Improving Plasma Thrusters for Nanosats
RandomFactor writes:
Rocket scientists at Purdue University in west Lafayette, Indiana have come up with a new approach to plasma thrusters which will potentially increase their reliability and efficiency making them more suitable for softball sized nanosatellites, which are becoming more and more common.
Plasma thrusters have traditionally used one of two approaches to fuel. A solid propellant, usually Teflon (polytetrafluoroethylene, that is ablated and vaporized and then passed through a field that accelerates it.
The problem is that this ablation is a hit-and-miss process. The rate is difficult to control, and this can make the thrust non-uniform. Also, the Teflon surface sometimes breaks down and ejects debris in the form of macroparticles that interfere with the engine operation.

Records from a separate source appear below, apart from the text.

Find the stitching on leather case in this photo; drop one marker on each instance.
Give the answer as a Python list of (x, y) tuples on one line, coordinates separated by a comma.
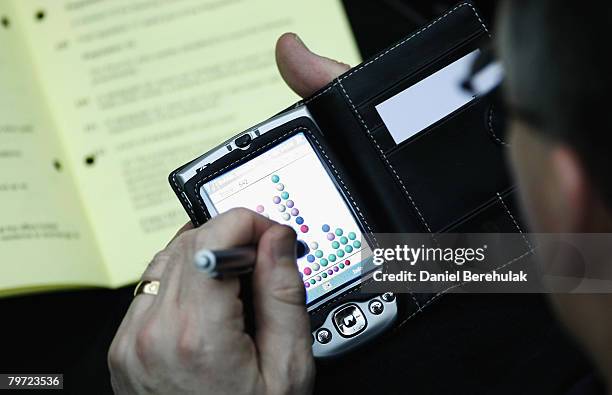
[(492, 130), (445, 291), (514, 220), (380, 56), (356, 111), (382, 153)]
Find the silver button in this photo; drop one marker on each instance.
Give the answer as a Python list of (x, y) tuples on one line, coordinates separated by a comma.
[(323, 336), (376, 307), (349, 320), (388, 297)]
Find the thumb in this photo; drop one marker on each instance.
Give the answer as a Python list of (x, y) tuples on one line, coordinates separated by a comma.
[(305, 72), (282, 324)]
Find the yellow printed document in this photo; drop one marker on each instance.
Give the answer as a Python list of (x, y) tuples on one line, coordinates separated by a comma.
[(101, 99)]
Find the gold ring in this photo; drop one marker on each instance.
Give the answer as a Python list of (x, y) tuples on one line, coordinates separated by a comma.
[(147, 287)]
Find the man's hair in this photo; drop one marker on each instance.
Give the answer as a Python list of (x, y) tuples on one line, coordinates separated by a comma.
[(559, 60)]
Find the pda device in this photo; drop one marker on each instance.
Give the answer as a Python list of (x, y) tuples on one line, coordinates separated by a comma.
[(395, 144)]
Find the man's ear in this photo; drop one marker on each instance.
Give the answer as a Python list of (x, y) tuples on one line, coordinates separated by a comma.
[(573, 188)]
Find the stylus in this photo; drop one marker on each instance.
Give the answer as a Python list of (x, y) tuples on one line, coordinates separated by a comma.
[(234, 261)]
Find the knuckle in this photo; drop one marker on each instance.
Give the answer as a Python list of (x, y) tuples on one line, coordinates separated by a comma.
[(299, 372), (189, 344), (162, 258), (146, 342), (290, 295), (116, 357)]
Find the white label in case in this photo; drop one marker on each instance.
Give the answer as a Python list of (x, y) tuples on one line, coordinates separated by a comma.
[(435, 97)]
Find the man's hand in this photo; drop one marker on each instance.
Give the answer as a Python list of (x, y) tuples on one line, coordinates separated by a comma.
[(304, 71), (190, 337)]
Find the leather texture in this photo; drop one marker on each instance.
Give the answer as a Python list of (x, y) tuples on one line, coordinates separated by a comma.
[(450, 177)]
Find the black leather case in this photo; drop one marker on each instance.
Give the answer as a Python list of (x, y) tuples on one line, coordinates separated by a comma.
[(451, 177)]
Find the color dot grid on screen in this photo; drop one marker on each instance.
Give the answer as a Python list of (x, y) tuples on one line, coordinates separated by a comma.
[(323, 260)]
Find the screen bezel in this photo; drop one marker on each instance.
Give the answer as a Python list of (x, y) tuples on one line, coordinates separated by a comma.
[(325, 160)]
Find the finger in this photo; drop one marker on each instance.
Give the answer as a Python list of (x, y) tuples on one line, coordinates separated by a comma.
[(304, 71), (183, 229), (283, 327), (212, 305)]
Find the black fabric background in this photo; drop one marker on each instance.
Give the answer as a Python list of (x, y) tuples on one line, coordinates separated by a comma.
[(467, 344)]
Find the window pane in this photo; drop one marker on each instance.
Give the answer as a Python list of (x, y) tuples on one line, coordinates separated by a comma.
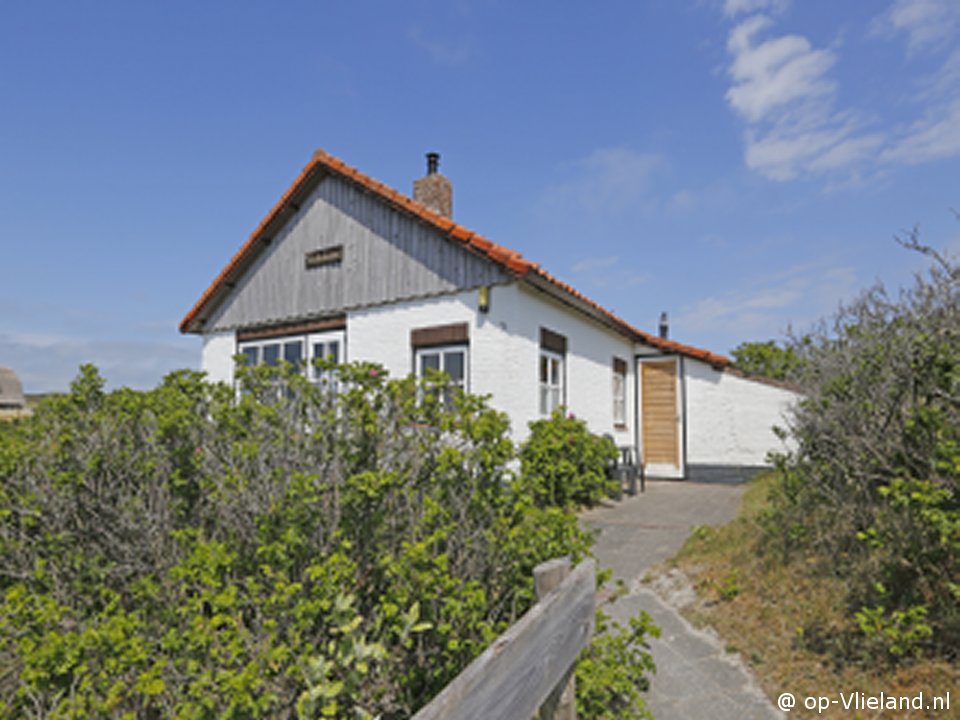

What's more, the igniter that triggers the flashover process can become damaged over time. All these problems ultimately limit the efficiency of the solid-fuel plasma thrusters to less than 15%.
The other common way is to store the propellant as a gas. This increases the efficiency of a plasma thruster by up to 70%.
But these systems are bulky and complex, and the gas itself has a significantly larger volume than an equivalent solid mass. That makes it hard to build into a nanosat.
According to lead author Adam Patel, these issues can be addressed by storing the propellant as a liquid, which "could potentially overcome several disadvantages associated with traditional pulsed plasma thruster devices"
The team has built and, using a vacuum chamber, tested a proof-of-principle micro-propulsion system fed by liquid propellant. The liquid they used was pentaphenyl trimethyl trisiloxane (C33H34O2Si3), a viscous liquid with low vapor pressure that is also an excellent dielectric.